On Thursday night, 39 protesters were injured when police fired rubber bullets at demonstrators outside the Spanish parliament. That same night more than 100,000 people demonstrated outside the City Hall in protest at what El País has called ‘the biggest cut in the history of Spanish democracy.’
The organizers claimed that 800,000 people participated, and El Pais noted that the cuts program ‘ has unified a range of unions, organizations and social movements whose cooperation would have been unimaginable up to a week ago — six major labor unions working together for the first time is a telling sign.’
Indeed it is. And similar protests have been taking place all over Spain. Last Wednesday, thousands of demonstrators in Valencia, Alicante and Castellón took to the streets in a joint protest organized by Spain’s two major unions under the slogan ‘Quieren arruinar el país: hay que impedirlo’ -‘ they want to ruin the country, we have to stop them.’
In Valencia demonstrators surrounded the office of the mayor chanting ‘¡corruptos!’ and ‘¡Hasta los huevos, estamos hasta los huevos!‘ – ‘Up to here, we’ve had it up to here!’ and ‘con este gobierno vamos de culo’ – ‘ with this government, we’re screwed.’
In Alicante the mood was no less militant, as demonstrators carried placards proclaiming ‘ Rajoy, embustero.
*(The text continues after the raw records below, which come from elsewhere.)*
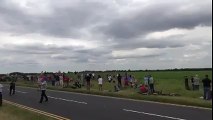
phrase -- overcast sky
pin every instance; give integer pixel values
(52, 35)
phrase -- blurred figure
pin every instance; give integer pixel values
(192, 82)
(206, 88)
(100, 82)
(1, 86)
(196, 82)
(119, 77)
(43, 91)
(187, 83)
(144, 88)
(88, 81)
(151, 84)
(12, 87)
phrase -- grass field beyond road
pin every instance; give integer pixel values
(165, 81)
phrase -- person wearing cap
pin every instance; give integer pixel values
(1, 86)
(196, 82)
(43, 89)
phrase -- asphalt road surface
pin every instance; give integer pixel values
(89, 107)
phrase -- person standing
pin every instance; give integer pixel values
(207, 87)
(1, 86)
(88, 77)
(12, 88)
(192, 81)
(151, 84)
(100, 83)
(196, 82)
(43, 91)
(61, 80)
(186, 82)
(119, 77)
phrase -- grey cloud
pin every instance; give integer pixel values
(137, 56)
(35, 49)
(64, 22)
(157, 17)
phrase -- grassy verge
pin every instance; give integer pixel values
(10, 112)
(132, 94)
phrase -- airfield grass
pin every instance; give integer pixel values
(165, 81)
(10, 112)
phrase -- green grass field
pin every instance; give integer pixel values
(9, 112)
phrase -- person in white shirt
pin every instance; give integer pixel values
(43, 91)
(1, 86)
(196, 82)
(100, 82)
(61, 78)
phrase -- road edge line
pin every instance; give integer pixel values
(178, 105)
(36, 110)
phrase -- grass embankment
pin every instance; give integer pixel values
(10, 112)
(166, 81)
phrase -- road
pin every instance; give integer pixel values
(89, 107)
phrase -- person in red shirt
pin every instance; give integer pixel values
(66, 80)
(143, 89)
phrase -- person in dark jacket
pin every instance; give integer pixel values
(12, 88)
(1, 86)
(207, 88)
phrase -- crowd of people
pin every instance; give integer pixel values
(119, 82)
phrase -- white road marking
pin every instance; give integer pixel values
(161, 103)
(151, 114)
(19, 91)
(67, 100)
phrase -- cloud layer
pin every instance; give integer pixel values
(52, 35)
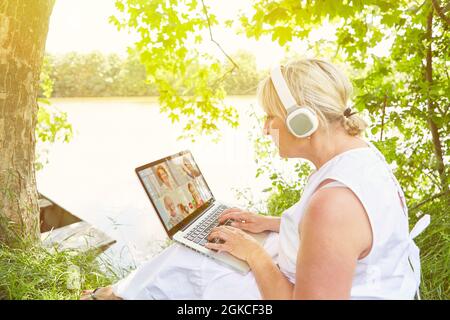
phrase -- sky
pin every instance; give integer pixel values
(82, 26)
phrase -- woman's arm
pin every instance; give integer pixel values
(335, 233)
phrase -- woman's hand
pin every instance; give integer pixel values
(249, 221)
(234, 241)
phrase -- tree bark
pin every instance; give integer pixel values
(431, 110)
(23, 32)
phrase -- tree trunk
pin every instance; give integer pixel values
(23, 32)
(433, 127)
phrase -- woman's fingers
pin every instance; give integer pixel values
(217, 233)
Contigo y tus recortes, España al agujero‘ – ‘Rajoy, conman, with you and your cuts Spain is going down the drain’.
Others placards denounced the government’s austerity measures as ‘financial terrorism’, while demonstrators chanted ‘Rajoy, escucha, el pueblo esta en la lucha’ – ‘Listen Rajoy, the people are in struggle’ (it sounds better in Spanish) and ‘se va a acabar la paz social‘ – ‘the social peace is over.’
The Spanish government will be very worried about these developments, and so will other governments and the technocrats at the EU who worship on the altar of austerity. All of whom will be hoping that the rubber bullets and truncheons of the riot police will be sufficient to contain the mounting tide of unrest and force the Spaniards, like the Greeks, to suck on the bile that is supposed to make them better.
The rest of us can only hope that Spain’s fightback continues to grow and prosper, and that it can remind other countries that the proponents of ‘austerity’ are often more brittle and fragile than the patient they are intent on choking to death.